December 9, 2004 |
2004-R-0899 | |
MEDICARE MANAGED CARE IN LITCHFIELD COUNTY | ||
By: Robin K. Cohen, Principal Analyst | ||
You asked why Medicare managed care is not available in Litchfield County and whether it will be in the future.
According to Margaret Gerundo-Murkett of the CHOICES program, a state-operated program that counsels seniors on health insurance options), Medicare managed care (now called Medicare Advantage) has not been available in Litchfield County since late 2001. (Just one year earlier, the county had five Medicare HMOs from which to choose—Aetna US Healthcare, PHS (now Health Net), Anthem Blue Cross/ Blue Shield, Cigna, and MedSpan. ) The main reason that the HMOs pulled out was financial—serving Medicare recipients was not profitable enough. This phenomenon occurred throughout the country where it is reported that 2. 9 million seniors lost HMO coverage between 1999 and 2003. As of January 1, 2004, two Medicare HMOs (Oxford and Health Net) were operating in Connecticut and served only Fairfield, Hartford, and New Haven counties.

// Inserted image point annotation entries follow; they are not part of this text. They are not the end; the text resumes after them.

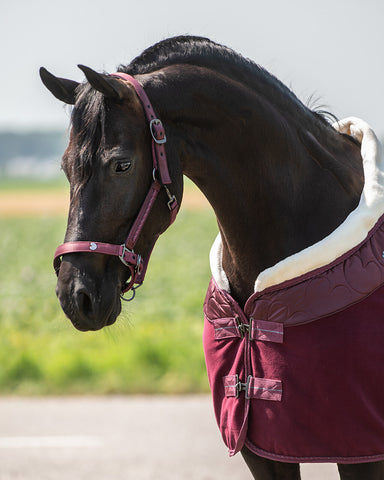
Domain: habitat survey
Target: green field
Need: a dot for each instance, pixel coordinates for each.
(155, 345)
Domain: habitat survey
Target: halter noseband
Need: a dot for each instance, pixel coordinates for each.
(125, 251)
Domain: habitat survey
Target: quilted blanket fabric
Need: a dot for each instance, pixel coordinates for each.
(297, 376)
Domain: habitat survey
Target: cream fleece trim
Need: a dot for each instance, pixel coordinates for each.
(350, 233)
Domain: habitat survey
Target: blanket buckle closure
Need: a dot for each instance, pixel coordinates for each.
(242, 387)
(242, 327)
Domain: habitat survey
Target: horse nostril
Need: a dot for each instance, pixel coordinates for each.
(84, 303)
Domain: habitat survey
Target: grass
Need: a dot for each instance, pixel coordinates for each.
(155, 345)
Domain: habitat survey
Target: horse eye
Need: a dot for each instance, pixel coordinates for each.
(122, 167)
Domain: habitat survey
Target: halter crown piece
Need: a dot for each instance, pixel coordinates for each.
(161, 179)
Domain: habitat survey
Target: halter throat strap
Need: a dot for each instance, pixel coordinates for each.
(161, 179)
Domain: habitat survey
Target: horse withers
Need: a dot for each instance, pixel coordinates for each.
(299, 252)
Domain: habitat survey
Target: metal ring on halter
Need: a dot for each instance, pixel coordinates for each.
(133, 290)
(157, 122)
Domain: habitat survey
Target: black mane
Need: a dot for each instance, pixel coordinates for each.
(89, 115)
(203, 52)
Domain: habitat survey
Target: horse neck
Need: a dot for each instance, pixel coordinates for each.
(278, 179)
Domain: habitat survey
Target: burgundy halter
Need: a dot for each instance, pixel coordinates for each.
(125, 252)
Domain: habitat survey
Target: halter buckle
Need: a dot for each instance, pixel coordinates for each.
(154, 125)
(127, 264)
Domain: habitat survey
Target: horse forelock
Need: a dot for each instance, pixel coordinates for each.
(87, 122)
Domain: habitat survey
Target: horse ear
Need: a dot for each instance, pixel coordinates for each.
(63, 89)
(109, 86)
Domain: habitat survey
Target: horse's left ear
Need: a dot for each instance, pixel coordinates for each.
(109, 86)
(61, 88)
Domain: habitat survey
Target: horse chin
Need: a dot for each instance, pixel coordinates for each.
(89, 309)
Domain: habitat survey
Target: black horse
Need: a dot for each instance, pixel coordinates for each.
(276, 173)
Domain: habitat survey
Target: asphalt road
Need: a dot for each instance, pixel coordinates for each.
(119, 438)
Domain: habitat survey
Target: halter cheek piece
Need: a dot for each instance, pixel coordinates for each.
(161, 179)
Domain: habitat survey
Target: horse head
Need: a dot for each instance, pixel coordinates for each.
(110, 168)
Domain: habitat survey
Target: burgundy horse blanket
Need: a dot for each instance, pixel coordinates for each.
(298, 374)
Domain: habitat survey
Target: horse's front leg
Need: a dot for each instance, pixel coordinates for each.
(264, 469)
(362, 471)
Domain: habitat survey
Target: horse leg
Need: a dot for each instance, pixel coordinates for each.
(360, 471)
(264, 469)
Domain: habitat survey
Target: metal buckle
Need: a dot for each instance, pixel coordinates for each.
(172, 198)
(243, 327)
(156, 121)
(125, 249)
(242, 387)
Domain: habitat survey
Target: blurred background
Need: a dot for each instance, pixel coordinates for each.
(330, 50)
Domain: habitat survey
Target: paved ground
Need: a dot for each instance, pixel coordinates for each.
(118, 438)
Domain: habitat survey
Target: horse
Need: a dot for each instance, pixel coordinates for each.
(279, 177)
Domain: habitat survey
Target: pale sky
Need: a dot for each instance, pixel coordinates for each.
(332, 48)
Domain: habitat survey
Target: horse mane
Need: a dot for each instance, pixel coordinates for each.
(88, 117)
(203, 52)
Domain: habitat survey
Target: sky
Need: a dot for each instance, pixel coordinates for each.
(332, 49)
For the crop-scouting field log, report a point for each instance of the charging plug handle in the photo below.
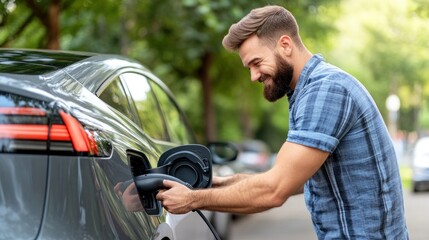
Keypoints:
(153, 182)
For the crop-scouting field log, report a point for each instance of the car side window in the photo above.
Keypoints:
(148, 111)
(114, 95)
(177, 126)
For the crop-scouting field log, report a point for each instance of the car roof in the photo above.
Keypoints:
(36, 62)
(39, 66)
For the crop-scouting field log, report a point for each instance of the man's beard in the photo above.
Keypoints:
(280, 81)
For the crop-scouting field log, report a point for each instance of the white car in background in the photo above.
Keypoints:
(420, 179)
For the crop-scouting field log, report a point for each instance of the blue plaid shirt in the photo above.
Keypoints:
(357, 193)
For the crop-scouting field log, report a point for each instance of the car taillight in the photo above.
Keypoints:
(37, 130)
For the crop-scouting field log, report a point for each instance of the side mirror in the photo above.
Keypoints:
(222, 152)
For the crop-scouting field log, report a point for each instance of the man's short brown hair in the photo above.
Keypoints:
(268, 23)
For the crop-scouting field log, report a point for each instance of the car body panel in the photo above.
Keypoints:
(76, 197)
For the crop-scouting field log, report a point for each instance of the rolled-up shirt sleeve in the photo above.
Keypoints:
(322, 114)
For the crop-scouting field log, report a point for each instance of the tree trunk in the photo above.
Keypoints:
(53, 27)
(208, 111)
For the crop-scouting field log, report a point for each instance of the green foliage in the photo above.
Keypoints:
(383, 45)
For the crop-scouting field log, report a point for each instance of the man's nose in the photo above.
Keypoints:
(255, 75)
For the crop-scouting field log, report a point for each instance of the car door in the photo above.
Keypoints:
(160, 117)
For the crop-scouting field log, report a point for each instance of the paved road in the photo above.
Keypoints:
(292, 221)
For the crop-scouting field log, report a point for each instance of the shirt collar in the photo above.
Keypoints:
(304, 76)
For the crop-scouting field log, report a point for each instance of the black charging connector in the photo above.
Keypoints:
(149, 185)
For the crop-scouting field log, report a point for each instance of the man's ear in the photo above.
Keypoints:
(285, 43)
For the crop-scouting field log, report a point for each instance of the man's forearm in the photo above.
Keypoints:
(229, 180)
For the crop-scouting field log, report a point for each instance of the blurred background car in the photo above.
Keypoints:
(420, 163)
(254, 156)
(74, 128)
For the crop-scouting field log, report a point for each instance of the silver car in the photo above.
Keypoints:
(77, 133)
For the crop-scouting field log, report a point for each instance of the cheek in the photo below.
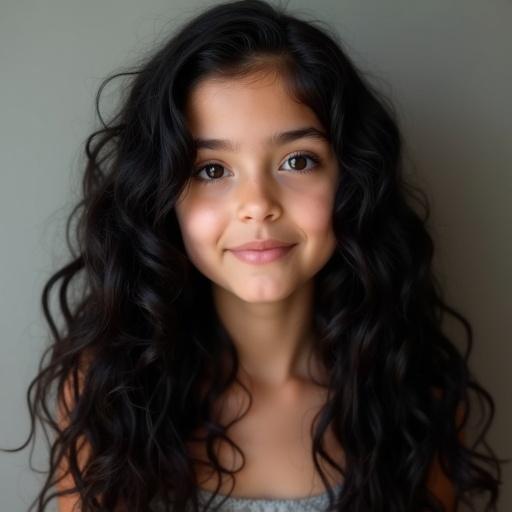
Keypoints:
(200, 227)
(315, 212)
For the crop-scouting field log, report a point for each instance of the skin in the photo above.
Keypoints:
(258, 198)
(258, 193)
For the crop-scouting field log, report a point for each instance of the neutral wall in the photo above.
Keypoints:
(445, 64)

But this trend could be reversed. According to a September 15, 2004 Hartford Courant article, Health Net, which has the most exposure in Connecticut (it serves all three counties), is planning to re-enter the additional counties as of January 1, 2005, including launching some new, lower-priced plans (although nothing was definite as of December 1, 2004). In addition, the new federal Medicare Modernization Act seeks to enhance the role of Medicare HMOs, in part through increased payments to them.
One source, www. therubins. com, a website devoted exclusively to senior issues, reports that the Bush administration increased Medicare payments to HMOs and other private health plans in 2004 by 10. 6% to persuade them to enter or re-enter the Medicare market. It also quotes a Mathematica Policy Research, Inc. study that asserts that the new law gives HMOs 7% more, on average, than the per capita spending for traditional Medicare, which is provided on a fee-for-service basis. And in October 2004, the federal Centers for Medicare and Medicaid Services (the federal Medicare agency) announced that 35 managed care plans had made new applications and 22 had applied for service area expansions for the 2005 contract year.